News Release

When Doctors Marry Doctors

Peer-Reviewed Publication

University of California - San Francisco

Women are from Venus, men are from Mars, or so goes the conventional wisdom about differences between the sexes. But do differences of such interplanetary scope exist even between men and women doctors, many of whom are married to each other? A study published in the February 16 issue of the Annals of Internal Medicine finds they do.

Nearly half of all new physicians are women, and traditionally half of women doctors have married other doctors, forming a union called colloquially an "MD2" (MD-squared). If the pattern continues, half of all physicians soon will be married to physicians.

Since a career in medicine traditionally has demanded single-minded dedication from practitioners, the study asked how physicians married to physicians were affected by their chosen profession, and whether this varied for men and women.

The study surveyed 1,208 young physicians living across the country. Both women and men MD2s differed in many ways from their peers whose spouses were not physicians. Physicians married to physicians worked fewer hours on average, earned less money, and more often played a major role in raising their children.

The study was conducted by researchers from the San Francisco (CA) and Cleveland (OH) Veterans Affairs Medical Centers, the University of California San Francisco, University Hospitals of Cleveland, and Case Western Reserve University.

Among MD2s, however, women differed greatly from men: they worked fewer hours on average, earned less money, and more often were primary or equal caregivers to their children. Women MD2s were also more likely to arrange their work schedules to care for their children and were less likely than men to report success in achieving career goals. Furthermore, compared to women physicians married to non-physicians, women MD2s were more likely to report that they had substantially limited their professional lives for family reasons.

Nonetheless, both men and women MD2s enjoyed many advantages, compared to doctors whose spouses were not physicians. Their family incomes were substantially higher than the family incomes of other physicians (70 percent of MD2 households earned more than $200,000 compared to 47 percent of other doctors' households), they more often benefited from sharing professional interests with their spouses, and more often felt their spouses' careers were successful. Moreover, MD2s achieved career and family goals as often as doctors who married non-physicians, and they experienced conflict between their professional and family roles no more frequently than did other doctors.

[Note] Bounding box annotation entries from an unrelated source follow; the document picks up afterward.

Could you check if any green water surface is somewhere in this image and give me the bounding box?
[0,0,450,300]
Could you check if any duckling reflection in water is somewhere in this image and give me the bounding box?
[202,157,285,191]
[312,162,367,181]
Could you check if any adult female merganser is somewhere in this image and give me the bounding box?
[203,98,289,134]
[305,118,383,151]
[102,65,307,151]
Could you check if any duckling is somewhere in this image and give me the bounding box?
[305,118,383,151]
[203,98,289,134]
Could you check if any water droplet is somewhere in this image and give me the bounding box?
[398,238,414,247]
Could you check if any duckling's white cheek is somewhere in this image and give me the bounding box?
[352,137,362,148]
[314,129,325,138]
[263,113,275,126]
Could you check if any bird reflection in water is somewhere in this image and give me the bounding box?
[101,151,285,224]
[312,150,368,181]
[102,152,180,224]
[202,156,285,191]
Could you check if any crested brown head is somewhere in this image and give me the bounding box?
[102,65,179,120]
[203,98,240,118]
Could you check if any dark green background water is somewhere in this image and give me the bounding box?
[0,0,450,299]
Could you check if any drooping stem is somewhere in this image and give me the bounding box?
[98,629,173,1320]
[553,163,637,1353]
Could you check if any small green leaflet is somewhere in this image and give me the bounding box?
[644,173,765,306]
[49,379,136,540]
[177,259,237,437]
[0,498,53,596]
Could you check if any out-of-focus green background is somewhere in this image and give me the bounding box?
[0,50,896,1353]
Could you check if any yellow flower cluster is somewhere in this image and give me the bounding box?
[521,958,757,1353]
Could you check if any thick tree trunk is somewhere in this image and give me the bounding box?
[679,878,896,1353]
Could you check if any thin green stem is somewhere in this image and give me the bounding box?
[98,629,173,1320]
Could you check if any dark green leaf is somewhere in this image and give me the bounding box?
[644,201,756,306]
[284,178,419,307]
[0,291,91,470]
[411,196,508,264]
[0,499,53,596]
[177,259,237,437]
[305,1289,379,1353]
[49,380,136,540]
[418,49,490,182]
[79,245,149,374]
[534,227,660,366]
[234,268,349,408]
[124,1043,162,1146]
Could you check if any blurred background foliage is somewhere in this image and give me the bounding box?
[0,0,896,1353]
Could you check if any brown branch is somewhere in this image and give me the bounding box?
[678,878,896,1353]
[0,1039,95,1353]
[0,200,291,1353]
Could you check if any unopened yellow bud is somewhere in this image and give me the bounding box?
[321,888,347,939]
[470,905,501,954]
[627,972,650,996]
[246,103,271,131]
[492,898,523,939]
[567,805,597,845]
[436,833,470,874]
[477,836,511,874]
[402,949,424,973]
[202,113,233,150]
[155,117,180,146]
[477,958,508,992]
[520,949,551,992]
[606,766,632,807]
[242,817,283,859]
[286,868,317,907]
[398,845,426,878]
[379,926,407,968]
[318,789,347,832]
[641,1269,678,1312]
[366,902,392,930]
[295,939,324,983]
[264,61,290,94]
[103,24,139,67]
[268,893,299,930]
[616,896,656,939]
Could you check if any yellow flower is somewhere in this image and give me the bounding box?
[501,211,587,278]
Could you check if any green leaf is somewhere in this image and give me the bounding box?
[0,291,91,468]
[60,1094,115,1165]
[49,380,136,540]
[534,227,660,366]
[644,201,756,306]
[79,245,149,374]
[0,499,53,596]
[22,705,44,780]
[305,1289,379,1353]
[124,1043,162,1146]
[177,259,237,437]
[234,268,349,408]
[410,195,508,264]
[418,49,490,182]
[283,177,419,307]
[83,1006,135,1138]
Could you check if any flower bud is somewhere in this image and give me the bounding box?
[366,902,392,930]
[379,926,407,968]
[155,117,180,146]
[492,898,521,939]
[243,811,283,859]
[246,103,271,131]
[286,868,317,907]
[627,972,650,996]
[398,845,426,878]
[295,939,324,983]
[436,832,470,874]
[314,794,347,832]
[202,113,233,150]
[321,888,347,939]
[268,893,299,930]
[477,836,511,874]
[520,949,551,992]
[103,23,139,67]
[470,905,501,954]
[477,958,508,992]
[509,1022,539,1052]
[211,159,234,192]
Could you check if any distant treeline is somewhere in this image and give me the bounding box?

The study results provide new information for young physicians planning their careers and families, according to Seth Landefeld, MD, the study's senior author and professor of medicine at the University of California San Francisco and head of geriatrics at UCSF and the San Francisco VA Medical Center.

"Most of us know that men and women are equal, of course," says Landefeld, "but these results demonstrate how different we are. We need to recognize that men and women physicians -- like their patients -- often assume somewhat traditional gender roles, even when they are married to other physicians. As the numbers of women physicians and MD2s increase, these gender roles will have an increasing effect on the medical profession. We don't yet know whether these roles are chosen freely -- for example, do women MD2s choose to work fewer hours because their combined family income is higher? -- or whether constraints in society and the workplace force these choices on men and women. We need to learn the answer to that question."

The researchers surveyed 2,200 physicians who graduated between 1980 and 1990 from two medical schools in Ohio. One hundred physicians were randomly selected from each of the 11 graduating classes of each school. A total of 1,208 eligible physicians responded, 752 men and 456 women. The surveys were designed to inquire about the physicians' professional and personal lives. The physicians were questioned about socio-demographic characteristics, professional experience, incomes, and their perceptions about their careers and family lives.

Co-authors of the study were Nancy W. Sobecks, MD; Rebecca Lasek, PhD; Amy Justice, MD, PhD, Department of Internal Medicine; Susan Hinze, PhD, and Heidi Taylor Chirayath, MA, Department of Sociology; Barbara Juknialis, MA, and Stuart Youngner, MD, Program in Health Care Research; all of Case Western Reserve University; Mary Margaret Chren, MD, Department of Dermatology, San Francisco VA Medical Center; John Aucott, MD, Park Medical Group, Johns Hopkins University; and Richard Fortinsky, PhD, University of Connecticut Health Center.